O legítimo amante latino veio a BH

Foi exibido ontem, 20, no Cine Humberto Mauro no Palácio das Artes um clássico do cinema brasileiro, o filme “Amante Latino” (1979) estrelado pelo cantor Sidney Magal, 61, que presenciou e interagiu com participantes no fim da sessão. A presença do cantor fechou a Mostra Curta Circuito que apresentou no mês de setembro clássicos do cinema brasileiro.

Apesar da demora para se abrirem as portas e dar inicio a sessão, a carreira do artista e algumas histórias dos anos 1970, contadas por idosos que aguardavam na fila, deixaram a espera menos tortuosa. As portas foram abertas e os organizadores do Curta Circuito apresentaram o objetivo da mostra e agradeceram a todos que colaboraram para a sua realização.

Ao som de Sandra Rosa Madalena, o cantor surgiu no palco, dando o ar de sua graça. Com o seu bom humor clássico, Magal fez piadas sobre o seu peso e sobre a sua atuação sem experiência no longa. O músico contou ao público como foi descoberto para o papel e o motivo de ter poucas falas: “Inexperiência!”, destacou.

O filme entrou na tela acompanhado com palmas e mais uma trilha musical do cantor. A história trata de temas como ecologia e pessoas que são expulsas do lugar ondem moram, ciganos e hoje, sem-teto. Apesar de polêmica, a temática foi tratada com muito humor, pela irreverência dos personagens.

Com o encerramento da sessão, o artista deu início a um depoimento emocionado, falando sobre as amizades que fez durante as gravações e que foi emocionante ver depois de tanto tempo o filme sendo exibido em uma sala de cinema.
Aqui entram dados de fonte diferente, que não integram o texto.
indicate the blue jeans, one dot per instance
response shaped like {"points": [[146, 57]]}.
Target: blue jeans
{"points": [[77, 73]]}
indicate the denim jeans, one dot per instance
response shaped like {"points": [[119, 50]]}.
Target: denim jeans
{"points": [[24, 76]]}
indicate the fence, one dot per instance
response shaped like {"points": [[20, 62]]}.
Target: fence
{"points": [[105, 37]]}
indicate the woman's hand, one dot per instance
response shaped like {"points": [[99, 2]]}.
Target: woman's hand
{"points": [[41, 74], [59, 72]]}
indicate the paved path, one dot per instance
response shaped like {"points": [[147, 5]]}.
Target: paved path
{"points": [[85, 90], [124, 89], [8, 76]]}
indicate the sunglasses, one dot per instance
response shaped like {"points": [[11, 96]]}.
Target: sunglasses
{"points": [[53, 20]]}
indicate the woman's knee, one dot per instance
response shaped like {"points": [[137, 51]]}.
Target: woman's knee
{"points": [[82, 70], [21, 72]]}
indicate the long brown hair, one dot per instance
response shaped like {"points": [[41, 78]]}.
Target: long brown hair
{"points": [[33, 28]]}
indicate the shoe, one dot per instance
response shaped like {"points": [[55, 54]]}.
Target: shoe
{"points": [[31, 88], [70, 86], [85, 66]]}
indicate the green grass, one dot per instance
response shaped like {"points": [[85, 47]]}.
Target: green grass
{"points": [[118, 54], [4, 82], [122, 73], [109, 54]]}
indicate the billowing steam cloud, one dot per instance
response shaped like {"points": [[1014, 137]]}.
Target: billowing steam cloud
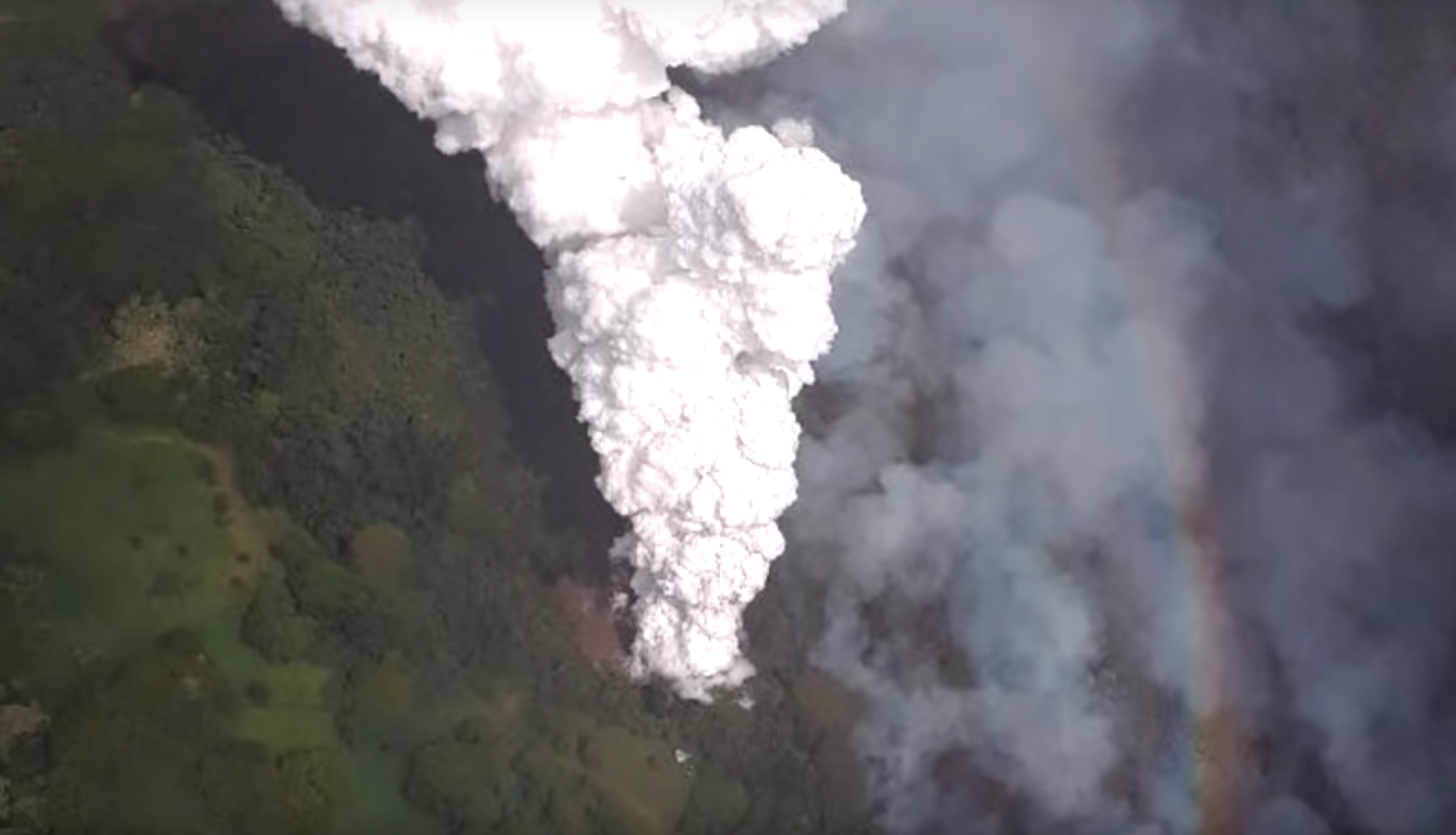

Relatou também, com a voz embargada, que vários atores já faleceram, e que isso tornou ainda mais gratificante a participação na mostra.

O bate-papo como era de se esperar, foi bem divertido. O público fez perguntas e contou ao artista histórias que tinham em relação a ele. Sidney agradeceu aos participantes o carinho e disse estar satisfeito pelo que fez ao longo da carreira, deixando em evidencia que mesmo depois de tanto tempo ainda é aclamado pelo público, que só teve histórias boas a contar.